1810 Eliphas Levi born: revolutionary, ex-priest, magician, scholar. Dies 1875.

1811 Paul Christian born. Real name: Jean-Baptiste Pitois. Dies 1877.

1814 Les Souvenirs Prophétiques d’Une Sibylle, Sur les Causes Sécrètes de son Arrestation, Le 11 Décembre 1809 by Mlle. M.A. Le Normand (Paris).

1826 Parisian publisher Pierre Mongie republishes Etteilla’s original deck but with Freemasonic sounding titles on the cards. (now Grimaud’s Grand Etteilla Tarot).

Cerulean's suggested INSERTION FROM DECKER and DUMMETT:

This version was printed from the original copper plates, which had been altered to erase the corner symbols (but not the numbers of the cards) and add to most of the trumps, court cards and Aces new legends in cursive script, inside the frames of the pictorial designs, thus conferring on them names with a Biblical or Masonic flavor, such as "Hiram's Masonry" (card 2), "Solomon" (card 9), "Rehoboam (card 21) and 'the Cup of Balthasar" card 49, the Ace of Cups)...The label goes on to advertise a book...The book...Almost the whole section of the book devoted to the Egyptian Tarots is reprinted in an unattributed pamphlet entitled Grand Etteilla issued by Grimaud with the version of Grand Etteilla I they have been producing for many years...

End Insertion


1838 Grand livre de Thot deck published by Simon Blocquel -- a variation on the Etteilla deck with a book by Julia Orsini called Le Grand Etteilla ou L’Art de Tirer les Cartes. (see 1800).

NOTE: Lismon Etteilla stamped 18-- (Cerulean's Nov 2009 correction - should be 1890) comes with book by Julia Orsini later...

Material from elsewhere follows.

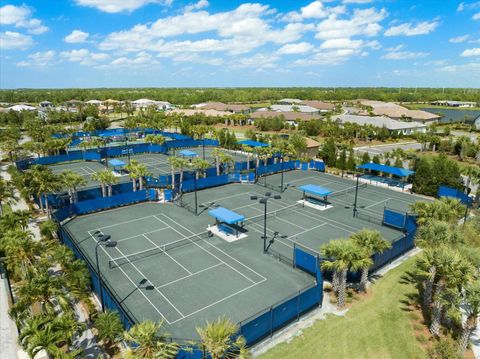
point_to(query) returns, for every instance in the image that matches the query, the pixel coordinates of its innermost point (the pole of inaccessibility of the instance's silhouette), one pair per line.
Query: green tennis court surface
(166, 267)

1843 Jeu de la Princesse Tarot first published as book illustrations. Reprinted as Cartomanzia Italiana by Edizioni del Solleone in 1983. (There is a much better reprint of Jeu de la Princesse by Éditions Dusserre, Paris, circa 1998-2001. Reprinted after the first edition issued by Charles Wattiliaux in 1860. Lo Scarabeo has a reprint too.--K. Frank Jensen)

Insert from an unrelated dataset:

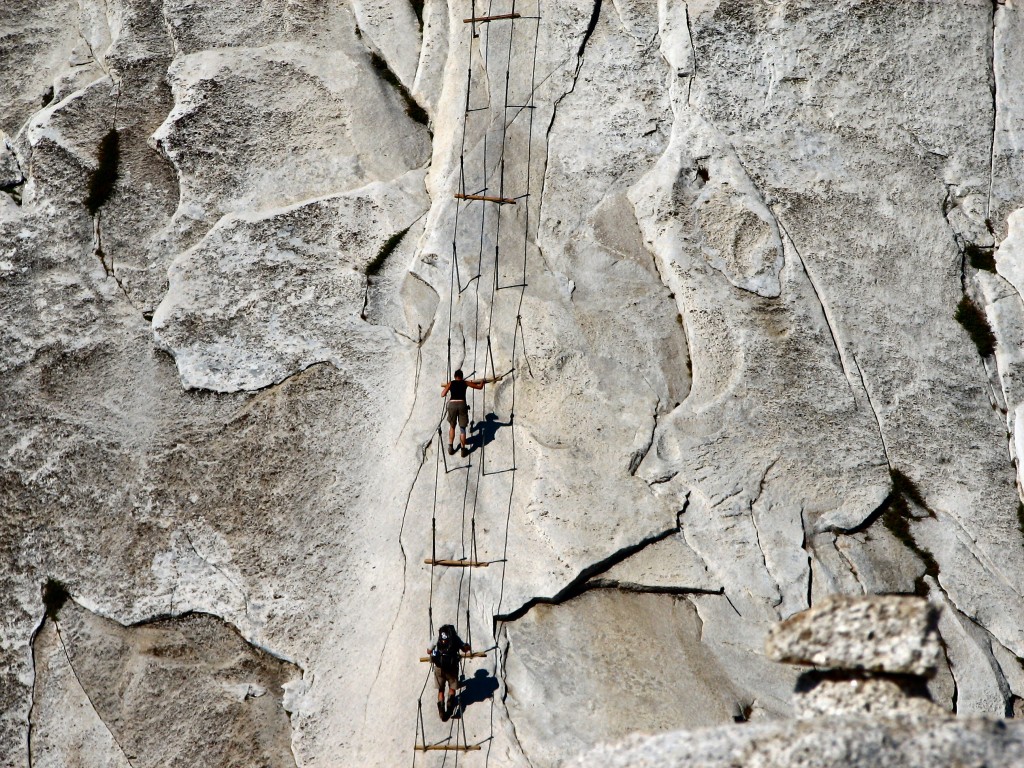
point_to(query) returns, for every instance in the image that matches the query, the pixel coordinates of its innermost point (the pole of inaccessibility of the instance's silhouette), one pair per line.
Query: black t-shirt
(446, 656)
(457, 389)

The full thread with listing of 78 cards and 'Etteilla astrology assignments'

http://www.tarotforum.net/showthread.php?t=122602&highlight=lismon+etteilla
 

Le Fanu

Wow! Incredibly useful stuff there. Im particularly intrigued by the discrepancies the the Scarabeo edition and the Lismon edition. I have a Fabbri/Orbis edition called the Book of Thot and dated as a reproduction from 1870. I must compare the Star card with the Lo Scarabeo Ancient Esoteric tarot!

That timeline gets things clear in my mind now!
 

AnemoneRosie

In answer to "does anyone actually read with this?" trying to do so is my current obsession. Obviously this is also an exercise in frustration.
 

Philippe

In answer to "does anyone actually read with this?" trying to do so is my current obsession. Obviously this is also an exercise in frustration.

I see you are canadian. Are you fluent in french ?
 

AnemoneRosie

Yes. I am. Why?
 

DavidMcCann

I've just got the OP Laura Tuan Tarocchi egiziani, and it turned out to be an Etteilla! Completely redrawn with new pictures in Egyptian style, but the trumps have the Etteilla order and meanings: Chaos, Light, Plants, Sky, World, Stars, Birds & Fish, Repose, Justice, Temperance, etc. Very beautiful but the cards and book were only ever available in Italian.